À Autun, les maires répètent à Emmanuel Macron leur besoin de « liberté »

« J’ai à cœur de rencontrer les élus de la République qui peuvent être des facilitateurs du Grand débat national ». Cet exercice auquel le Président de la République se livre depuis plusieurs semaines l’a conduit hier matin, à Autun, accompagné de plusieurs ministres, à la rencontre des maires des chef-lieux de cantons de Saône-et-Loire – un format resserré, dont les maires des petites communes ont donc été exclus.
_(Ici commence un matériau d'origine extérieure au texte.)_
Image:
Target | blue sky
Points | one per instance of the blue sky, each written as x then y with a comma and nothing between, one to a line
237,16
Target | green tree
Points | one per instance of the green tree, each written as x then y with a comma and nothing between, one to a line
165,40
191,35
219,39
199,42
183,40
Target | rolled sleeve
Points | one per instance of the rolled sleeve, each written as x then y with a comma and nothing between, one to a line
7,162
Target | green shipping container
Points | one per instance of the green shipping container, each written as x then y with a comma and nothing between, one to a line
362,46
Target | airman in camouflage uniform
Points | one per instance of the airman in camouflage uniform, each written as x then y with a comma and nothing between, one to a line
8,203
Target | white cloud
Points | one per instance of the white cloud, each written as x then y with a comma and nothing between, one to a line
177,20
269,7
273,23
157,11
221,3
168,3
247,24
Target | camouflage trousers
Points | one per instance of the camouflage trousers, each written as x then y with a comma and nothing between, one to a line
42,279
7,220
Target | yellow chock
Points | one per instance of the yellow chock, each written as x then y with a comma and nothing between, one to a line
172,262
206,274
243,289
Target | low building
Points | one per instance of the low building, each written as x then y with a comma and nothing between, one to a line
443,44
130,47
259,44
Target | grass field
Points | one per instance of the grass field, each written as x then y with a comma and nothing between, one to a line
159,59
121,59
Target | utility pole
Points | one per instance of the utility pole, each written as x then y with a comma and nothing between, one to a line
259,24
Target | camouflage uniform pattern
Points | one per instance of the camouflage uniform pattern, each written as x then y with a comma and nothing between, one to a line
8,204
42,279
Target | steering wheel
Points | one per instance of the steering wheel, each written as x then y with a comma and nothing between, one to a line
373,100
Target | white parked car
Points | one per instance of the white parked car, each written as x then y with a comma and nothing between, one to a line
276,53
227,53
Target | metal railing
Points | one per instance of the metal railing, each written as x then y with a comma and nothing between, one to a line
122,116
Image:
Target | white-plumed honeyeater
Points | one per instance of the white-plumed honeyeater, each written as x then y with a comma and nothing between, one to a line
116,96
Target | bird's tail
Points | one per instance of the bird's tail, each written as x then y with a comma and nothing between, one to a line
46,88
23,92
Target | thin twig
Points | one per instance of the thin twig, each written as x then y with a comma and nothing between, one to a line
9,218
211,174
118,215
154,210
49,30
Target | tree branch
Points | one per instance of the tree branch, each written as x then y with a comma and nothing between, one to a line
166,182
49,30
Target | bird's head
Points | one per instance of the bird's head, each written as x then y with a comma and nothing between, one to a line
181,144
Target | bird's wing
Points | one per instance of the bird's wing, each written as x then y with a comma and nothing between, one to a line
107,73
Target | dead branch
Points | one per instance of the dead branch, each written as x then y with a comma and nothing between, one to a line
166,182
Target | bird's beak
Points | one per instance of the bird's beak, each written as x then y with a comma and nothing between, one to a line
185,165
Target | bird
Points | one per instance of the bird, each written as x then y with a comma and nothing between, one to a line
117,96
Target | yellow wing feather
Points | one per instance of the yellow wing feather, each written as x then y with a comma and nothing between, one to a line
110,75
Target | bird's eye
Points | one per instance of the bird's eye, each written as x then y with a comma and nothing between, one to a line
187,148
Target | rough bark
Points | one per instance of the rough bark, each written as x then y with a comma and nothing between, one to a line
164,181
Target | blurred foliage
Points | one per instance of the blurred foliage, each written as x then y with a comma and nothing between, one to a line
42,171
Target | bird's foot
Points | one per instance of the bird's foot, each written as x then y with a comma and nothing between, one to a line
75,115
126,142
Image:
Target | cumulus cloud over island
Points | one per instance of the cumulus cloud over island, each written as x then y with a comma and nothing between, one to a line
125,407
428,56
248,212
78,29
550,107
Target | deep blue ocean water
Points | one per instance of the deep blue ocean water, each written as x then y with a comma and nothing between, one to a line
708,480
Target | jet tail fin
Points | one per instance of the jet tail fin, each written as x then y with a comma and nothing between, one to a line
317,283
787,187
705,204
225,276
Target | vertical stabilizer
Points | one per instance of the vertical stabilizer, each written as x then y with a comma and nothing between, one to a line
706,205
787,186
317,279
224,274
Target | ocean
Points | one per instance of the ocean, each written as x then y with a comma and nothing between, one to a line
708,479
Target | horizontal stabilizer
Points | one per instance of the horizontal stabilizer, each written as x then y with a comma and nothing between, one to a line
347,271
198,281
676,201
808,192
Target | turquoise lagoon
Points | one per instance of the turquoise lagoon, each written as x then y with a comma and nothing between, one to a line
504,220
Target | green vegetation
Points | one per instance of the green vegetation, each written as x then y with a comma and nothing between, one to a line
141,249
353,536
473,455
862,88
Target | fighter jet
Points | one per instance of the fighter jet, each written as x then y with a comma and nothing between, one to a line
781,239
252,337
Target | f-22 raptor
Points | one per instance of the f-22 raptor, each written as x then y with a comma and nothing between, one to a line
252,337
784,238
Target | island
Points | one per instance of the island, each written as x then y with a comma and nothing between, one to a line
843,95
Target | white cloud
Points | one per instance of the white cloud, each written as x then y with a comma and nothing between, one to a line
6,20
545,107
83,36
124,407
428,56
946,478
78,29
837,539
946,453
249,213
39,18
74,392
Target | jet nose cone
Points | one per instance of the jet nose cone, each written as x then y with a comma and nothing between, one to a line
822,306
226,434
Une heure trente sur le papier pour au final près de deux heures d’échanges directs, durant lesquelles les élus ont tour à tour pu librement s’exprimer, questionner, et interpeller le chef de l’État.

Normes « budgétivores » 
« Détricotage de la commune par le transfert de compétences aux communautés de communes », « étranglement des petites communes » … Une fois encore, la loi Notre a été pointée du doigt par plusieurs maires. « Il faut être lucide, cette loi n’est pas passée », a reconnu Emmanuel Macron qui souhaite « reprendre la chose »  sans pour autant « tout détricoter ». « Tout n’est pas mauvais dans l’intercommunalité »  a-t-il notamment affirmé, tout en partageant le questionnement des élus sur les relations et l’articulation entre les communes et les communautés de communes.
Jean-Patrick Courtois, maire de Mâcon, a quant à lui alerté le président sur le problème des normes « extrêmement budgétivores ». « Quand une norme sort, il faut que deux au moins soient supprimées », a-t-il demandé. « On a beaucoup simplifié depuis le début du quinquennat, s’est défendu Emmanuel Macron, mais il faut poursuivre le travail ». Quant à la question des services publics de proximité, le président a admis qu’il « fallait arriver à redéployer de la présence sur le terrain, aidé par le numérique ». Interrogé sur la réforme, très mal vécue par les maires, de la délivrance des cartes d’identité, Emmanuel Macron a évoqué la possibilité de permettre à nouveau aux citoyens de récupérer leur nouvelle carte d’identité dans leur mairie. Ce qui ne résoudrait pas le problème des démarches à faire pour établir le document, dans des mairies parfois fort éloignées des lieux de résidence.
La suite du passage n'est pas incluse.